Who does the mistake affect? Just yourself and one other person, or an assembly line of people? What must you say to each person? Is it enough to tell them about the error, or is there something you must do to put things back on track for each person?

Step 2: Analyze the Problem and Your Performance

After deciding who must be notified about the mistake, tell them what you will do to rectify the error. Will you need to issue an apology to a customer? Do you need to fulfill a product order a second time?

How soon can you fix the mistake? Provide a timeline for each step and when you’ll have the issue resolved.

Those are the immediate steps that you need to take as soon as you realize that you’ve made an error.

You may also need to do some damage control to patch up relationships. For example, you forgot to complete your part of a project, so your coworker is angry with you. You could offer to help that coworker with their project.

Step 3: Process Your Feelings

You may be feeling frustration, embarrassment, or fear about what you’ve done. People may think you’re stupid or incompetent. 

When you realize you’ve made a mistake, you may be frustrated if the problem can’t be fixed right away, and other people need to be brought in to fix your issue. (And then even more people know what you did wrong. You’re getting famous–but not the way you wanted to be known.)

It is embarrassing when other people are made aware of what you’ve done wrong. If only we could make things disappear with the snap of our fingers!

In extreme cases, you may be fearful of losing your job because you’ve previously been warned not to make the same mistake, or the error is a costly one, resulting in the company losing hundreds of thousands of dollars.

First, process your feelings. Acknowledge what you’re feeling and what is causing you to feel that way.

Second, practice self-care. Do activities that will take your mind off what you’ve done wrong and regain your confidence. Watch a movie, spend time with friends, go for a run, or any number of activities that you enjoy.

Constantly dwelling on your negative feelings won’t improve the situation.

Step 4: Formulate a Plan to Prevent Future Mistakes

Analyze what went wrong and figure out how you can prevent the mistake from happening again. Could you create a checklist to follow? For example, if you made an error with a customer order, your checklist could include confirming the address and rechecking the customer’s name.

Ask for constructive feedback. What do your supervisor/coworkers/customers think you could do better? Is there any advice that you can take from the incident to improve how you do things in the future?

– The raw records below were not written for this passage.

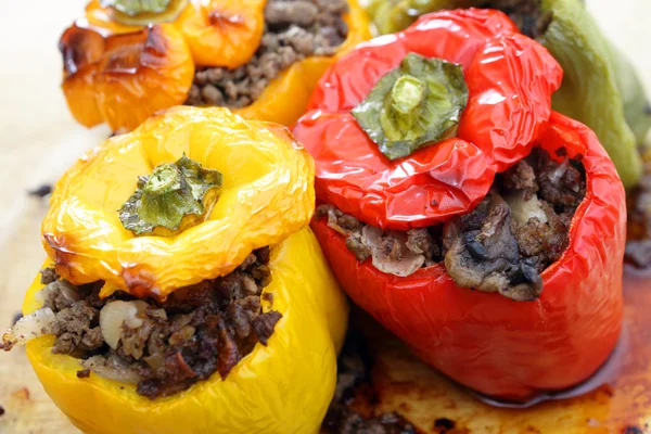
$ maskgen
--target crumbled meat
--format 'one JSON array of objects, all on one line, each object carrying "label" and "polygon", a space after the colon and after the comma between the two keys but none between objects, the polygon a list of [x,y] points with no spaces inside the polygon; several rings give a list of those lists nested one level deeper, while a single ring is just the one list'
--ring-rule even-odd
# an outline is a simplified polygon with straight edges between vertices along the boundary
[{"label": "crumbled meat", "polygon": [[502,175],[502,184],[506,190],[522,190],[528,194],[538,191],[536,173],[524,159],[518,162]]},{"label": "crumbled meat", "polygon": [[[454,430],[457,424],[454,420],[449,420],[447,418],[438,418],[434,421],[434,427],[441,430]],[[445,432],[445,431],[444,431]]]},{"label": "crumbled meat", "polygon": [[541,10],[542,0],[484,0],[480,8],[497,9],[502,11],[529,38],[545,35],[552,21],[550,12]]},{"label": "crumbled meat", "polygon": [[[263,311],[260,304],[271,281],[269,259],[269,247],[260,248],[228,276],[179,289],[165,303],[138,302],[136,317],[124,320],[113,348],[102,335],[100,310],[114,301],[137,299],[120,292],[101,299],[100,283],[50,281],[43,294],[55,318],[52,352],[81,358],[86,369],[79,378],[93,371],[133,382],[139,394],[152,399],[187,390],[215,372],[224,379],[256,343],[267,345],[282,318],[278,311]],[[42,275],[54,278],[47,270]]]},{"label": "crumbled meat", "polygon": [[413,426],[396,413],[362,418],[345,406],[331,406],[323,421],[329,434],[416,434]]},{"label": "crumbled meat", "polygon": [[[339,359],[334,399],[330,404],[322,431],[328,434],[416,434],[413,425],[396,413],[374,414],[376,397],[370,383],[370,355],[363,336],[348,332]],[[357,409],[357,411],[356,411]]]},{"label": "crumbled meat", "polygon": [[29,194],[30,196],[41,197],[41,199],[51,193],[52,193],[52,186],[50,186],[49,183],[40,184],[34,190],[27,191],[27,194]]},{"label": "crumbled meat", "polygon": [[[358,260],[372,257],[381,271],[409,276],[445,257],[458,285],[528,301],[542,290],[540,273],[567,247],[572,217],[585,192],[580,157],[567,158],[563,149],[552,158],[536,148],[497,176],[492,192],[471,213],[448,221],[443,230],[438,225],[382,231],[332,205],[320,205],[316,218],[327,219],[346,237]],[[631,246],[630,256],[644,260],[640,247]]]},{"label": "crumbled meat", "polygon": [[102,346],[103,341],[100,341],[98,345],[97,330],[91,330],[98,327],[100,311],[91,307],[86,301],[78,301],[71,307],[59,311],[52,310],[55,311],[55,334],[58,336],[52,353],[78,355]]},{"label": "crumbled meat", "polygon": [[40,270],[41,273],[41,283],[50,284],[56,280],[59,280],[59,273],[54,269],[54,267],[48,267]]},{"label": "crumbled meat", "polygon": [[188,105],[252,104],[269,81],[292,64],[310,55],[332,55],[346,39],[343,21],[346,0],[269,0],[260,47],[234,69],[197,69],[188,93]]},{"label": "crumbled meat", "polygon": [[446,224],[445,238],[454,240],[446,245],[446,270],[460,286],[499,292],[518,301],[535,299],[542,279],[531,264],[520,260],[509,207],[488,201],[493,204],[480,229],[464,228],[458,220]]}]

Taking initiative will show people that you’re trying your best to fix the mistake and prevent it from happening again.

Step 5: Focus on the Future: Mistakes Aren’t the End

If you are making the same type of mistake over and over again, analyze how you can improve yourself. Is there a skill you can work on? For example, if you are careless, how can you train yourself to be more precise? If you are disorganized, how can you be more organized with your schedule so you aren’t rushing to complete tasks close to the deadline?

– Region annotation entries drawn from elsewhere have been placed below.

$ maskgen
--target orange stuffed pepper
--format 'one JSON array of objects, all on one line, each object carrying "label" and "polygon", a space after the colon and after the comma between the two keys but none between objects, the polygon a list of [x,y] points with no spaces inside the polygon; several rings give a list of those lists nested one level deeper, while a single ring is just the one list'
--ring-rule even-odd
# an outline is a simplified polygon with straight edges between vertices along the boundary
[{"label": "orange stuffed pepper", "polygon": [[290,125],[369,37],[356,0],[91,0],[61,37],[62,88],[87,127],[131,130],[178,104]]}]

In addition to improving soft skills, such as organization, what hard skills can you improve on to prevent mistakes? For example, if your error was the result of a lack of familiarity with a computer program or platform, can you take a course to improve your knowledge?

If your mistake was severe enough that you lost your job, you can still take steps to move on. How will you address the question (if it comes up) about why you left your last job? Instead of saying you were fired, you can simply say the job ended. Tell your next employer what you learned from the experience and the steps you’re taking to ensure a similar issue doesn’t happen again.

Always focus on self improvement.

Key Takeaways

As the saying goes, mistakes happen. As soon as you realize that you made a mistake, take the initiative to acknowledge the error and find a solution. Mistakes are embarrassing, so take the time to process your emotions, take time for self care, and formulate a plan to prevent similar errors from happening again.

Do what you can to avoid making errors. Mistakes are unavoidable; it’s how you deal with them that matters.